In this embodiment, the input of the network may be an RGB image or an RGB image and an optical flow graph, if the requirement for accuracy is high, the RGB image and the optical flow graph data may be used as input at the same time, and if the requirement for speed of real-time motion recognition is high, only the RGB image may be selected as input.
According to the scheme, the RGB video frames and the optical flow graph are used as input, the characteristics of the RGB video frames and the optical flow graph are fused to perform human body action recognition, data such as human bones do not need to be additionally extracted, and the calculated amount is reduced.
Fig. 2 is a schematic diagram of a network structure of the mixed-dimension convolutional neural network provided in this embodiment; as shown in fig. 2, a three-dimensional convolution network in a mixed-dimension convolution neural network is used as a residual connecting part of a two-dimensional convolution network, and the two-dimensional convolution network and the three-dimensional convolution network are combined in a manner that:
[B*S,C,H,W]→[B,C,S,H,W]
where B denotes the batch size, S denotes the number of input images, and C, H, and W denote the number of channels, and the height and width of the feature map, respectively.

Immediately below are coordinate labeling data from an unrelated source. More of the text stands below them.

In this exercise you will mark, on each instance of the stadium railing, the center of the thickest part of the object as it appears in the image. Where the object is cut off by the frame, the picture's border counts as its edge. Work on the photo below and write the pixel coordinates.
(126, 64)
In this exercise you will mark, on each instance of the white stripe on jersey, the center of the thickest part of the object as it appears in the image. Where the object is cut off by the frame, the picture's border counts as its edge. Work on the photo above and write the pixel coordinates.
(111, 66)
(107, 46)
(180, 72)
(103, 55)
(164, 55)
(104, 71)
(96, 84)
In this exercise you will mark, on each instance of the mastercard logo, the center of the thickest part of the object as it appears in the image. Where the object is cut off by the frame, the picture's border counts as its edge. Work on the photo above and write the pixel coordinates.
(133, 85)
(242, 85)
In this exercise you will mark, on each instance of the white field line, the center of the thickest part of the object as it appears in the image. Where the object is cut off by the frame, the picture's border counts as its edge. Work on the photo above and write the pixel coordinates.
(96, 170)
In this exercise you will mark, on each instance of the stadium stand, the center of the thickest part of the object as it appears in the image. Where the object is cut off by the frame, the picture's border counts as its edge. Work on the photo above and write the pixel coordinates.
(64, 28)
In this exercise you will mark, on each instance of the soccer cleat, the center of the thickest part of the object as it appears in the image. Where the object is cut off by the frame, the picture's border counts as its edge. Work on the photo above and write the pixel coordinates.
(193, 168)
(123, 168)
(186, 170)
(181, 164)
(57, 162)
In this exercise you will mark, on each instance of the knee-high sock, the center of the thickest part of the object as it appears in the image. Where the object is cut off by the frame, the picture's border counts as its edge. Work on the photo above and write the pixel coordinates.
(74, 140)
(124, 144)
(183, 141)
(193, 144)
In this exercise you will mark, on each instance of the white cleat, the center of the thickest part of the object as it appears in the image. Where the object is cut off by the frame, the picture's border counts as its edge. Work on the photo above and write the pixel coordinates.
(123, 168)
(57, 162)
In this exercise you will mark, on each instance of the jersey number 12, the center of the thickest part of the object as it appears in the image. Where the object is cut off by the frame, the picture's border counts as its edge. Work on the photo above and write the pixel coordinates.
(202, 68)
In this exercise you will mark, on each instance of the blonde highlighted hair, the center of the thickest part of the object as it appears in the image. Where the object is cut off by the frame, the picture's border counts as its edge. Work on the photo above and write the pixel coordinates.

In a specific example, the two-dimensional convolutional network uses a BN-initiation network as a basic network, the three-dimensional convolutional network uses a 3DRESNet18 network as a basic network, and the three-dimensional convolutional network is used as a residual connecting part of the two-dimensional convolutional network, so that the mixed-dimension convolutional neural network uses two layers of residual connections in width to form a wide residual network structure; and due to short connections, the residual error network effectively avoids the degradation problem. The residual network structure of the mixed dimension convolution neural network is represented by the following formula:
F(x)=H(x)-x
where f (x) represents the residual of the network, h (x) is the prediction value, and x represents the input of the layer convolution.
The mixed dimension convolution neural network provided by the embodiment adopts a wide residual error structure and integrates a two-dimensional convolution network and a three-dimensional convolution network, so that the calculated amount is effectively reduced; on the premise of ensuring the accuracy, the network parameters are further reduced, so that the human body action recognition can be realized in real time.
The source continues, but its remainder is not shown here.